Columbia University Professor and New York Times Author, John McWhorter recently discussed another phenomenon of suspects uttering phrases like “I can’t breathe” and “hands, up don’t shoot” in an attempt to further intimidate the actions of law enforcement.

The Fall of Recruiting

I recently watched the terrifying and unsettling documentary, “The Fall of Minneapolis”. While the film purported to be about the facts that were hidden from the public about the George Floyd incident, it’s a breathtaking and shocking account of the damage that cowardly leadership can do not only to one city but across the globe.

With the documentary in mind and my concern about the state of law enforcement recruiting, I spoke to a 25-year law enforcement veteran that recently went back to an agency he had once worked for.

Upon his return, the agency looked nothing like it had before and despite 25 years of service they forced him to go to field training with an officer that had just a few years on the department. That was the beginning of the end for the officer. He resigned after a few months, explaining that it was the arrogance inside the agency that forced him out.

Leadership Matters

Dr. Travis Yates spent 30 years in law enforcement and saw more leadership issues during his tenure then he could share with me in the short time we spoke but what he said about recruiting is an ideology that needs to be shared throughout the profession.

Yates has spent countless hours speaking to law enforcement professionals across the country and he has been very open about the recruiting and retention issue in the profession.

“We don’t have a recruiting crisis…We have a leadership crisis,” he recently posted.

Yates is on solid ground with that statement.

Studies routinely show that support at work is the number one contributor to job satisfaction and what many law enforcement leaders do not want to acknowledge is that while it is true that many agencies are in the middle of a recruiting and retention crisis, many are not.

If the sole cause of the recruiting crisis is the defund and defame police movement or the media or whatever else we are being told by police leaders, then why isn’t it in every agency?

Yates blames leaders for much of the crisis and frankly told me that “if we keep waiting on others to fix our problems, those problems will never get fixed.”

Recruitment Reimagined

While Yates dials down to the issue of leadership, he brought something else up that I had never thought of. Agencies have spent millions in recent years trying to recruit. From bonuses to fancy videos and high-level marketing plans but, for the most part, none of it has worked.

Calling the situation, a “fork in the road,” Yates says that if law enforcement leaders don’t understand what it takes to recruit, he fears they will simply give up and present their communities with a “new normal” of police staffing.

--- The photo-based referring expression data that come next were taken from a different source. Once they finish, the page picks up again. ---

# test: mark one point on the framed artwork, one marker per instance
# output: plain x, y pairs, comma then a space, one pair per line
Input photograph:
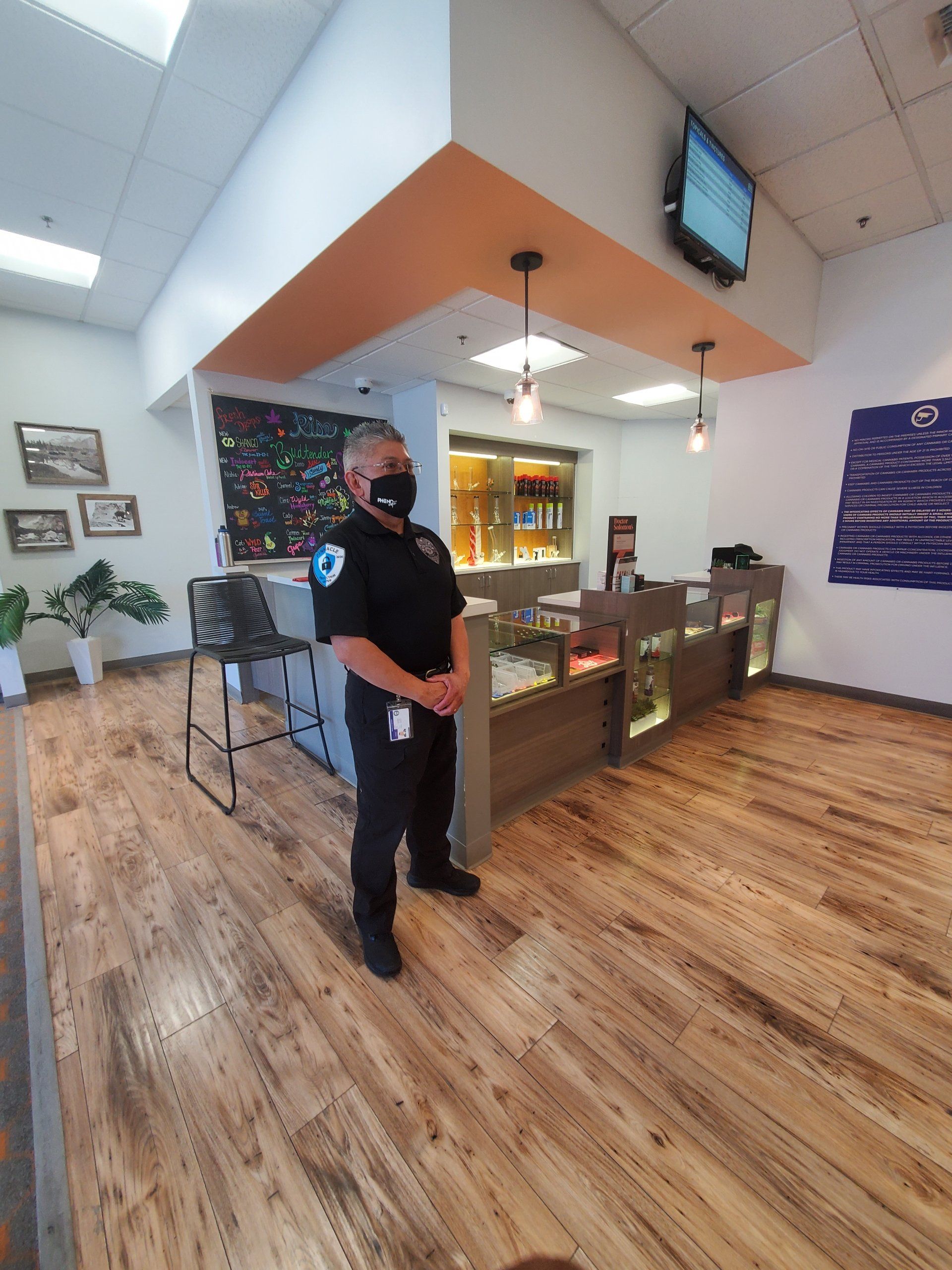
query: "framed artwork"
61, 456
108, 516
39, 530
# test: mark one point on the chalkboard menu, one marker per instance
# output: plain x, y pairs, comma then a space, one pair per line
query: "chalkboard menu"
894, 526
282, 475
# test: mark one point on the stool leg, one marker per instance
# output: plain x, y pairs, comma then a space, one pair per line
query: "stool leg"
228, 742
188, 718
318, 711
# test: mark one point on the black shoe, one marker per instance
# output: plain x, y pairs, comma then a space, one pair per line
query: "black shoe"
456, 883
381, 955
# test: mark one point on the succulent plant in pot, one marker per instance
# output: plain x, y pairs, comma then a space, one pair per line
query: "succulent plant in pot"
78, 605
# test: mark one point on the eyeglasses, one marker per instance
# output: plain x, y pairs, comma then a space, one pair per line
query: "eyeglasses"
393, 466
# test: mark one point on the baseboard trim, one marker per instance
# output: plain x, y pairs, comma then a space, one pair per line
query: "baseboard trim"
944, 709
117, 665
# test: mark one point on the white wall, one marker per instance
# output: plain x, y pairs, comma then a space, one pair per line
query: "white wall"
64, 373
668, 491
884, 336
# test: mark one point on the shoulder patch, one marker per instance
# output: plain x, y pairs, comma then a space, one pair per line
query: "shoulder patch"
428, 548
329, 563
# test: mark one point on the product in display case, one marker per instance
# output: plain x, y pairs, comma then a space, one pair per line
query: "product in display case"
701, 618
652, 684
734, 609
761, 636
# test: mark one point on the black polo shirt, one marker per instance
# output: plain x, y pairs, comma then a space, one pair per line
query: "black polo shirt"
398, 591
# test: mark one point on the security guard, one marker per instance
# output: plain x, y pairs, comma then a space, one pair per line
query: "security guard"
385, 597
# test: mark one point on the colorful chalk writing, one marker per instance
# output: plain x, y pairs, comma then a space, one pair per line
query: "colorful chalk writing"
281, 475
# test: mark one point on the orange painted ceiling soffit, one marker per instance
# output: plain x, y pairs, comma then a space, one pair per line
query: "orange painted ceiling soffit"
455, 223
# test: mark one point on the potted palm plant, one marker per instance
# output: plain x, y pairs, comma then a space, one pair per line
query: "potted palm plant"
78, 606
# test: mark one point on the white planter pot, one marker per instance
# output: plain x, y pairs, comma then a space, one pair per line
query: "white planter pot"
87, 658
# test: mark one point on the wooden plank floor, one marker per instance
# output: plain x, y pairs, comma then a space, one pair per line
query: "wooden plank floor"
700, 1015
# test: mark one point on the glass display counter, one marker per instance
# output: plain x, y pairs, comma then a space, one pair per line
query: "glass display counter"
652, 684
734, 609
761, 636
701, 615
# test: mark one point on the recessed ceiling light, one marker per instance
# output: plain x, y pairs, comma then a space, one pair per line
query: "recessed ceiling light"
146, 27
545, 355
658, 395
40, 258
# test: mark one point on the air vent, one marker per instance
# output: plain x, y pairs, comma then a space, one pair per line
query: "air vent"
939, 31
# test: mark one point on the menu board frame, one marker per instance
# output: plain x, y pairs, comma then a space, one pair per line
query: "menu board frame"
291, 488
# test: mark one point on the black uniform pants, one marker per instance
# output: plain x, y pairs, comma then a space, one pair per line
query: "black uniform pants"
403, 786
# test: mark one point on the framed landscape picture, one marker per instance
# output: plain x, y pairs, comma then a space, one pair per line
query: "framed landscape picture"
39, 530
107, 516
61, 456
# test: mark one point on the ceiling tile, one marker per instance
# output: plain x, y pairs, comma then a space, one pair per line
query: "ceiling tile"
128, 282
74, 225
627, 12
69, 76
45, 298
508, 314
901, 35
55, 160
715, 49
166, 198
135, 243
244, 53
821, 97
890, 207
442, 337
412, 324
874, 155
941, 181
115, 312
198, 134
931, 121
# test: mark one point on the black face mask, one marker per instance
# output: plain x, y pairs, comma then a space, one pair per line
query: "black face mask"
394, 495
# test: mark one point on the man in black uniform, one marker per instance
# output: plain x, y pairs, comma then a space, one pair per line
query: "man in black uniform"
385, 597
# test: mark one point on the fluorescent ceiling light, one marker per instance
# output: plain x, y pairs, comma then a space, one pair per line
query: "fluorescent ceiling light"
545, 355
39, 258
659, 395
146, 27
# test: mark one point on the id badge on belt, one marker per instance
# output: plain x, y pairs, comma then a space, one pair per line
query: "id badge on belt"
400, 719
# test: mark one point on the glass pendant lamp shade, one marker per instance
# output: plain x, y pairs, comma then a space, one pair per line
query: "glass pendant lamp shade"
699, 439
527, 407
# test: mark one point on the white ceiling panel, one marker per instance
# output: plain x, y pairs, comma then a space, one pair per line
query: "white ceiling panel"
442, 337
508, 316
818, 98
166, 198
244, 53
41, 296
874, 155
135, 243
115, 312
128, 282
74, 225
198, 134
931, 121
80, 82
890, 207
716, 49
55, 160
901, 35
941, 180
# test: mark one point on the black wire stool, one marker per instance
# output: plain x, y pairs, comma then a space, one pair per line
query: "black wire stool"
233, 625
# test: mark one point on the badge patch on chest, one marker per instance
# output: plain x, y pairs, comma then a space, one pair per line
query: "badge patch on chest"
328, 564
428, 549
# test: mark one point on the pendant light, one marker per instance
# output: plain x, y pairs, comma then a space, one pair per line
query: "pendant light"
527, 407
699, 437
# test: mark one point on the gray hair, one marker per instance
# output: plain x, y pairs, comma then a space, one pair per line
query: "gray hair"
365, 437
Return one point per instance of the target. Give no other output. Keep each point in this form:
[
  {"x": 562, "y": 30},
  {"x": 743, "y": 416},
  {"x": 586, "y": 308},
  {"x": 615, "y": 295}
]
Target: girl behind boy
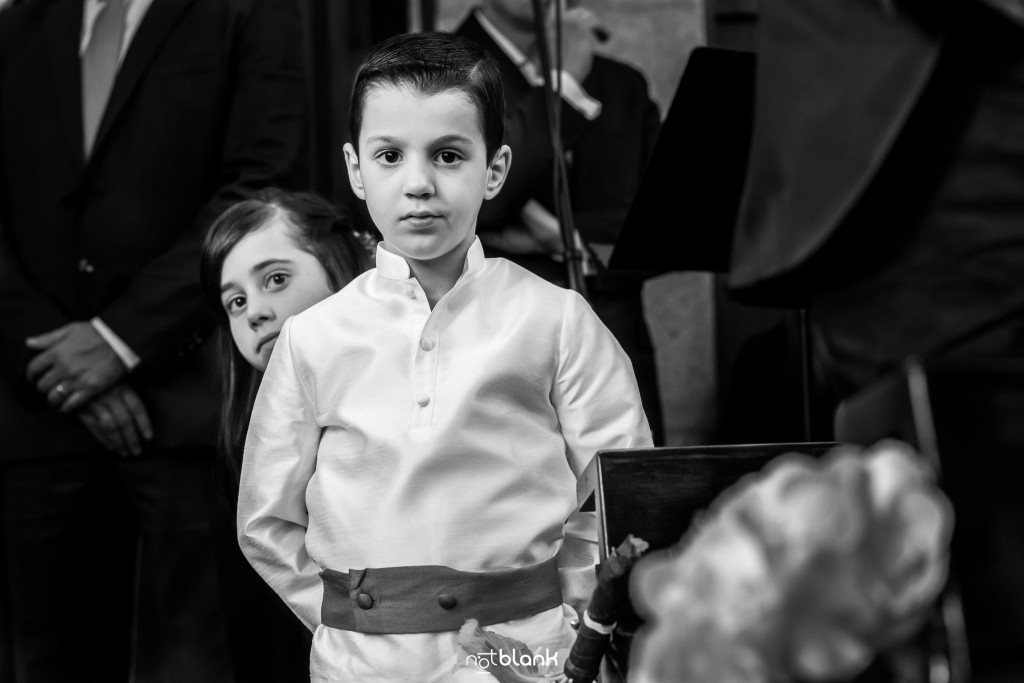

According to Yates, few agencies have figured out that marketing was never designed for recruiting “but it was designed to make a lot of money and they have done that by taking advantage of a law enforcement clientele that simply didn’t know any better”, according to Yates.

Yates called on the recruiting campaign to begin with solid leadership with a mission to serve citizens and reduce crime. Once that is established, Yates says it is time to understand what recruiting actually is and that is “most definitely” not a marketing plan.

According to Yates, he has never met a police officer that entered the agency because of a website, brochure, or video. While those may be helpful elements to have, they will never recruit anyone.

Yates told me about SAFEGUARD Recruiting and touted their efforts in finding hundreds of candidates for agencies that had previously placed hundreds of thousands of dollars in marketing efforts with no avail.

The difference, according to Yates, is SAFEGUARD knows the profession like no one else in the industry and their primary focus is recruiting.

But as Yates said, it takes leaders to understand the issue and make the right decision to correct it.

That begins and ends with LEADERSHIP!